Ya no tengo dudas: Dios es de Puebla. Y, por lo tanto, el demonio no puede ser de muy lejos. Así que mientras el cielo nos sorprende con este escándalo luminiscente, el aire se va cargando de un tufillo de azufre que los poblanos parece que no sienten, pero que a mí me resulta molesto. Me aconsejan que me ponga una mascarilla.
Dios es poblano porque las excelencias de esta comida sólo pueden provenir de una mente divina. Me dejo llevar por los nombres de las cosas, pidiendo, eso sí, por favor, que no piquen. Si te dicen que sólo pica un poquitín, hay que rechazar la oferta de plano: es el diablo anticipándonos el sabor del infierno.

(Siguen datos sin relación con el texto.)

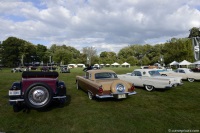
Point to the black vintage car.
(64, 69)
(37, 90)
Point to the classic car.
(17, 69)
(104, 84)
(185, 73)
(64, 69)
(37, 90)
(150, 79)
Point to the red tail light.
(100, 89)
(132, 88)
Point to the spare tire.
(38, 95)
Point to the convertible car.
(150, 79)
(185, 73)
(104, 84)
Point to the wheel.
(149, 87)
(90, 96)
(16, 108)
(118, 87)
(190, 79)
(38, 95)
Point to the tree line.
(15, 52)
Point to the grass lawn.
(154, 112)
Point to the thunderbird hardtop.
(150, 79)
(100, 74)
(104, 84)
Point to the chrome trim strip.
(107, 96)
(132, 93)
(16, 100)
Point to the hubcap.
(38, 95)
(120, 88)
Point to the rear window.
(105, 75)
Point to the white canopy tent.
(80, 65)
(125, 64)
(185, 63)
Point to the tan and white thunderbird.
(104, 84)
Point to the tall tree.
(90, 52)
(194, 32)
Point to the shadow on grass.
(54, 104)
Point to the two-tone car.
(104, 84)
(150, 79)
(185, 73)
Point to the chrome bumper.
(112, 94)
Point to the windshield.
(105, 75)
(154, 73)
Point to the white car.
(185, 73)
(150, 79)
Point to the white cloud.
(106, 24)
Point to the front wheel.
(149, 87)
(38, 96)
(190, 79)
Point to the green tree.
(40, 51)
(14, 50)
(90, 53)
(194, 32)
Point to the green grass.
(177, 109)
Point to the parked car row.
(38, 89)
(185, 73)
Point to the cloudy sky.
(107, 25)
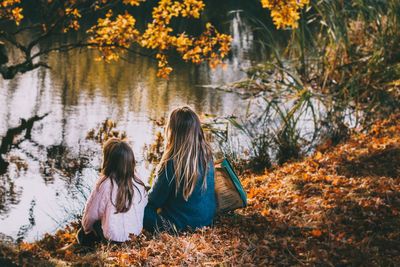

Desde mi habitación me quedo extasiado cada tarde con las puestas de sol, que acuden puntualmente a la cita, y no defraudan. Despliegan su esplendor justo sobre el Popocatépetl o, como lo llaman por aquí, el Don Gregorio y, de forma más coloquial, el Don Goyo.
¡Qué escenografía! Sólo falta la voz de Dios diciéndonos alguna cosa esperanzada a los que vivimos bajo el volcán.
Porque existe el volcán existen esta apuestas de sol.
Mañana me llevan a Huamantla. Y aquí estoy, repasando con el dedo los caminos que llevan a topónimos imposibles.